'Major Saudi operation foiled Al Qaeda plot against haj'
Alerted by Saudi and other intelligence agencies that Al Qaeda planned to launch a bloody assault on Muslim pilgrims taking part in the haj, the Saudi government last week launched a huge counter-terrorism operation, one of the largest in recent memory, according to US intelligence officials, a Middle East Times report said on Tuesday.
Over 3 million Muslims flocked to Makkah this year for haj that began on December 6 "under the nervous eye of Saudi security forces that included 20,000 ground forces, flights of combat helicopters and a large number of armoured vehicles deployed at key locations", the report quoted US officials as saying.
US sources said technical and other surveillance was increased in and around Makkah and the site was monitored by 10,000 security cameras and Saudi agents mixed in with the pilgrims. "Communications between Saudi fast reaction and special security units was improved and capability augmented." No four-wheel vehicles were allowed because of fears of car bombings. The pilgrims who did not have current permits were deported.
"The Saudi operation began three months ago with pre-emptive raids by Saudi security forces on suspected Al Qaeda cells, according to a former senior CIA official. Several hundred suspects were taken into custody, he said.

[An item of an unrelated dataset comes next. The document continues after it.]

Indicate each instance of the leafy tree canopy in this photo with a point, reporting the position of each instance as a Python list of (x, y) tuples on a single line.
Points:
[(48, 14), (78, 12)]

The report quoted US officials as saying intelligence co-operation between the US and Saudi Arabia had grown by leaps and bounds from the Saudi stonewalling days of the 1996 terror attacks on Saudi Arabia's Khobar Towers. "Currently teams of US Treasury Department agents along with FBI and CIA operatives and analysts are based in Riyadh and working together," the report said.
"Co-ordination couldn't be better," a former senior CIA official was quoted as saying.
The report noted Saudi efforts to disperse and disrupt Al Qaeda had known no rest for the last few years. In 2007, 172 suspected terrorists were captured in an operation in April, and another 139 suspects were arrested that year including a would-be suicide bomber. In March 2008, the leader of Al Qaeda in Saudi Arabia, Fahd Feraj al-Juwair, was among five terrorists killed by eastern Riyadh security forces, and by June, the government had arrested 701 Al Qaeda suspects accused of plotting attacks against the kingdom's economic and oil installations and preparing to free jailed members.
Thanks to the intensity of current Saudi efforts, "the place today is a lot more relaxed", the report said.